‘There is no guarantee’: fashion industry faces bleak winter
For someone who can't say when her next season's stock, which is due in stores on May 1, may actually land, designer Rebecca Vallance is surprisingly sanguine.
"We work very far in advance," Vallance said on Thursday. "We were fortunate we had shipped our fall-winter product before Chinese New Year, so there is no effect on us from that."
Staring into the unknown … designer Rebecca Vallance.Credit:Eddie Jim
Fashion brands generally work about six to 18 months in advance, meaning the stock that's in stores now made it out of China, where Vallance manufactures much of her range, before coronavirus restrictions took hold.
But as for next season's deliveries, it's a mystery. "At the moment, we ship fabric from Europe to China. Everything is sitting in vessels in the sea, waiting," she said. "At this point in time we don't think our pre-fall deliveries will be affected but there is no guarantee."
How coronavirus will affect the Australian fashion industry is still something of an unknown entity but most industry figures contacted by The Age and The Sydney Morning Herald agreed that it is already having some impact, and it's likely to get worse.
Last week, the chief executive of Noni B and Katies, Scott Evans, flagged a knitwear shortage if the company's factories don't start up production again soon. Several bridal retailers said there had been delays in getting stock and custom orders out of China, while others have said brides whose dresses are not going to arrive in time have turned to them for an "emergency gown".
Show-goers at Dolce & Gabbana’s parade at Milan Fashion Week. Several shows were cancelled or held behind closed doors due to virus fears.Credit:AP
Staff who work for international labels have reported global bans on travel, meaning many of them missed out on attending the most recent shows in Milan and Paris. In both cities, editors and buyers at shows often wore masks, while some parades and events, including Giorgio Armani, were either cancelled or held behind closed doors.

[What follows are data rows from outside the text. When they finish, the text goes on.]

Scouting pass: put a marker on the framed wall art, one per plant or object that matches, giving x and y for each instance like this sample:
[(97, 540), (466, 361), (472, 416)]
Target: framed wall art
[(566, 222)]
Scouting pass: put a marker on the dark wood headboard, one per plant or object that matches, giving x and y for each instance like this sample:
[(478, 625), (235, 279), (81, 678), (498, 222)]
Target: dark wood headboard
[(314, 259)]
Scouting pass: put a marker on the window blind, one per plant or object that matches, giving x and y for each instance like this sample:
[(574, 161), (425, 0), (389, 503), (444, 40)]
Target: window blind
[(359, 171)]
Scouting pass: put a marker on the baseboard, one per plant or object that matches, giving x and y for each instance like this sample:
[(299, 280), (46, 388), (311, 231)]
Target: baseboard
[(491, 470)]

With attention on the impact of the virus on major sporting and other events, it is understood all aspects of the Virgin Australia Melbourne Fashion Festival, which launches on Wednesday, are proceeding as planned but organisers are continuously assessing the situation in line with the latest government health advice.
In all cases, a degree of pivoting is required. Vallance has had to delay a planned casual range indefinitely. "You have to think of the bigger picture," she acknowledged. "But it’s still disappointing; we had put so much energy into this casual range. We will have to redesign it, the colours, fabrications to match that time of year [when production resumes]."
Even if Vallance can get her stock produced, getting it to Australia to meet retailers' delivery deadlines means she may have to air freight it, which would be a substantial hit to her bottom line.
To Vallance's relief though, the virus hasn't yet had a major impact on sales.
"The bushfires had an effect in January [on sales] but we had one of our biggest weeks ever last week," she said. "People are here, they must be going to events – Asian [market] sell-throughs are lower – everywhere else is ticking over."